Closed gcanti closed 7 years ago
Ok, I'll publish this feature (tagged as experimental) asap so you can make some assessments on your codebase
@eteeselink released in https://github.com/gcanti/tcomb-form/releases/tag/v0.9.11
Wow, that's fast! :-) Thanks!!
Ok, I refactored our large nested tcomb form to this and it's pretty fantastic. The code is a lot easier to follow. I didn't find a use for the options
parameter, so all my code looks like this
SomeType.getTcombFormOptions = () => ({
...
});
but that's fine. I guess the dynamism is really neat when amending forms from external libs that are somehow difficult to modify (open source, different team, whatever).

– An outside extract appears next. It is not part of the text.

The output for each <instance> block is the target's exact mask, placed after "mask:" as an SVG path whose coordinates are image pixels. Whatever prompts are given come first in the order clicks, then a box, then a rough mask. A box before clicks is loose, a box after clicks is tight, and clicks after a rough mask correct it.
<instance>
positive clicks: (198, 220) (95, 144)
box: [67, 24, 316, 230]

Another thing I noticed this did to my code: I started making named types for simple things had the same type but different semantic. Before getTcombFormOptions
I had, for instance, a type like this:
const SuppressContactInfo = t.struct({
allowedHostnames: t.maybe(t.list(t.String)),
allowedPhoneNrs: t.maybe(t.list(t.String)),
allowedMatches: t.maybe(t.list(Regexp))
}, "SuppressContactInfo");
After refactoring the code, I found myself extracting the types for allowedHostnames
and friends into separate named type objects:
const AllowedHostnames = t.maybe(t.list(t.String));
AllowedHostnames.getTcombFormOptions = () => ({
...
});
This way, I avoided having a still-quite-deeply-nested options
object on SuppressContactInfo, and the help text and stuff like that was very close to the actual field. I like this because it means that getTcombFormOptions
encourages me to make my code better - named types for nontrivial things are probably often a good idea.
The file when from deepest indent starting at column 33 to column 12.
Sharing all this just because I suspect you're interested. :-) Shall I add it to the GUIDE.md?
Sure! If you are willing to add some documentation / examples for this new feature, it would be great. I'l gladly accept a PR
Wow, that simple huh? :-)
I agree that it's better with the function, in case people want to mix and match options intelligently. I can't come up with a concrete use case for that right now but it appears to be the more dynamic approach nevertheless.
I did a little code review and it looks good to me.